The funniest part, though, the part that I can't believe I haven't heard mention of yet, is when Hazel and Augustus meet. Here's my fatherly advice to all teenage girls: if you go to a cancer support group with people that are suffering and dying, and a guy you've never met nor seen stares at you for an uncomfortably long time while others are sharing their stories, punch that motherfucker in the nose as hard as you can and run like Speedy Gonzalez out to your mom. Then call the police. If you don't feel comfortable punching him in the face, then simply say, "Stop looking at me." But for the love of god, DON'T GO TO HIS HOUSE.
"A boy was staring at me."
"...his eyes were still on me."
"He was still watching me."
And here's the best part! This is the key! It makes everything okay and safe.
"A nonhot boy stares at you relentlessly and it is, at best, awkward and, at worst a form of assault. But a hot boy...well.
No. Absolutely not. This is not the message that I want my daughter to learn. "Oh, hey Kam, ummm, look...if a ugly guy ever stares at you to the point that you feel assaulted, take action. But if a really hot guy stares at you relentlessly, definitely go to his house with him. Because all hot guys are trustworthy and would never do anything to harm you. But ugly guys? Huh, stay away from those dangerous ugly guys."

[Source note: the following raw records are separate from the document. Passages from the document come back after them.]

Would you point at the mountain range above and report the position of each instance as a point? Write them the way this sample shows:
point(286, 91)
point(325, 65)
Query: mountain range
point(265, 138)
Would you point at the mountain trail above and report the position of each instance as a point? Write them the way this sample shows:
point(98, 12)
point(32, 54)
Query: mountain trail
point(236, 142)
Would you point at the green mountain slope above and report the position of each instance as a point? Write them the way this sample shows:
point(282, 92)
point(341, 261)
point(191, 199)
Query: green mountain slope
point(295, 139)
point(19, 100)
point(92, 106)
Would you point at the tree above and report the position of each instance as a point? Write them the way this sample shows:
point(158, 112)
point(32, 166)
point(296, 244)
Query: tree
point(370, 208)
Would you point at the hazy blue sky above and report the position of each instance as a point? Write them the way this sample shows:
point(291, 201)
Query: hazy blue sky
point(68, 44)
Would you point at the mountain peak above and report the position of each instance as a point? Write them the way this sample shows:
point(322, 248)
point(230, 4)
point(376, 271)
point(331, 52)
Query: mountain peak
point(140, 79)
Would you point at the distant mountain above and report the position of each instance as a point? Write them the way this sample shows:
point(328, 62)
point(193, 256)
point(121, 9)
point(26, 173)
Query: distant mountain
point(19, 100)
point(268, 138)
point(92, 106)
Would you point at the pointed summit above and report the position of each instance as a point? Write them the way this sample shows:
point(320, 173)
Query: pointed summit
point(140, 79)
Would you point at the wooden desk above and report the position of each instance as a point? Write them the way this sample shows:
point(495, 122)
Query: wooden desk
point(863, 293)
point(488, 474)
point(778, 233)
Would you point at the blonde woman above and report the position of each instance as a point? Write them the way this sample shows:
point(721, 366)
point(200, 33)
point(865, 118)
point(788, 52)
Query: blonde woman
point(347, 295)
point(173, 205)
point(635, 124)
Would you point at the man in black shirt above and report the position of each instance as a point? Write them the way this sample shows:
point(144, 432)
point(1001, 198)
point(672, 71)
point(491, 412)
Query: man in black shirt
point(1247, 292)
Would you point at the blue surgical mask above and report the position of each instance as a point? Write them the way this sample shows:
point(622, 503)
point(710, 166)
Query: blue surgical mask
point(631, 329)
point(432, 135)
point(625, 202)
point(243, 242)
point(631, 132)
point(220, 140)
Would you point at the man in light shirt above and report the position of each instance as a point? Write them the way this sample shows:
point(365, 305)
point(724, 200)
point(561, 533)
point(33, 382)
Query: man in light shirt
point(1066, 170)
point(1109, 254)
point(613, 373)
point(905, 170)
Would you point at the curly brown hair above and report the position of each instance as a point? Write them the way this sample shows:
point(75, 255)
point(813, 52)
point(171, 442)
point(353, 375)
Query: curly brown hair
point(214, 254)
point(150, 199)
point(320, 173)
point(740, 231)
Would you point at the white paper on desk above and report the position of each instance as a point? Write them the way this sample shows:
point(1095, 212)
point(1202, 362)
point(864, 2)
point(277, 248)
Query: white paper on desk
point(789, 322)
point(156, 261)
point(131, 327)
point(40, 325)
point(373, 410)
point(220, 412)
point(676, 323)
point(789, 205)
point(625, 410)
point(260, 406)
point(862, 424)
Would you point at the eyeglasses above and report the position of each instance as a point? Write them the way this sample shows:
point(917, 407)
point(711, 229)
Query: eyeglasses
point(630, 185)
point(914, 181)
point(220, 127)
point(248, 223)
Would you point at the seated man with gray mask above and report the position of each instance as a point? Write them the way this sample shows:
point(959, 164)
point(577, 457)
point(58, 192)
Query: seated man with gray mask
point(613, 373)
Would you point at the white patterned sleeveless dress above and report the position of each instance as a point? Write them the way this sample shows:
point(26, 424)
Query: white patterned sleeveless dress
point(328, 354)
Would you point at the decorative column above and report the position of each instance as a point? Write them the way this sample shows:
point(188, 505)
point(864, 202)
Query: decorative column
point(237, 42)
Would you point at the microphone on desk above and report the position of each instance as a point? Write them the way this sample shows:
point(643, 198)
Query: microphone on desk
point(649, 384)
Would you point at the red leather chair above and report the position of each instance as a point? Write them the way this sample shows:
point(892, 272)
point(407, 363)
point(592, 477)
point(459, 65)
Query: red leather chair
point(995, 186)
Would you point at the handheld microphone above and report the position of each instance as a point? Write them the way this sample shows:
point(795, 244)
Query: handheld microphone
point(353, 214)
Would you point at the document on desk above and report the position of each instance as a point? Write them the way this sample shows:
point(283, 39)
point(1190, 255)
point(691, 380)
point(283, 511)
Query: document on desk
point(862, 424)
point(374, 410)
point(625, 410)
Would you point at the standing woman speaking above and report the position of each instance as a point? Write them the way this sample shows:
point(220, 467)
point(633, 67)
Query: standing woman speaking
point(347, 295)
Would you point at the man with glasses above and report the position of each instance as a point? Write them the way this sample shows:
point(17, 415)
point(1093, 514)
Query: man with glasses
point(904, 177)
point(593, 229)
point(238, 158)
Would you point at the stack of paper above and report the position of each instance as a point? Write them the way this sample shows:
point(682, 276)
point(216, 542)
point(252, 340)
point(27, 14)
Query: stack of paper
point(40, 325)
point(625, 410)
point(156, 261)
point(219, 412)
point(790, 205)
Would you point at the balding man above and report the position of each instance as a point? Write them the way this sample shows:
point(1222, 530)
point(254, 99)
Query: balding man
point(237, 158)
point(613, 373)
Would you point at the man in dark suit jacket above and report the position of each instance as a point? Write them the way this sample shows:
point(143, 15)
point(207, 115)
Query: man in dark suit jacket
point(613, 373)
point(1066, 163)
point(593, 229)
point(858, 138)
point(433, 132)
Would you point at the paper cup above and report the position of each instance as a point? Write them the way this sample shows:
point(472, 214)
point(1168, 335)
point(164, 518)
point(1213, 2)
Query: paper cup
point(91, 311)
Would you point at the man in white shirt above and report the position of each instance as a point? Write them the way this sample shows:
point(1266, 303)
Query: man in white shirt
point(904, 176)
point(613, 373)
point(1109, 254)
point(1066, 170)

I give TFIOS 9 out of 17 throat tattoos.
I actually don't hate this book. I hate some things about it, but overall, I can say that it's more of my personal preference that I didn't care for it, and not that it's a terribly written book.
I AM, however, very excited to see the movie now! My daughter read TFIOS before me, and when her little friend asked her is she wanted to go see the movie, she told her no because she wants to see it with me. For that reason alone, reading The Fault in Our Stars was well worth it.
And even though I would rather reread Twilight a hundred times before I reread TFIOS, I casually recommend it.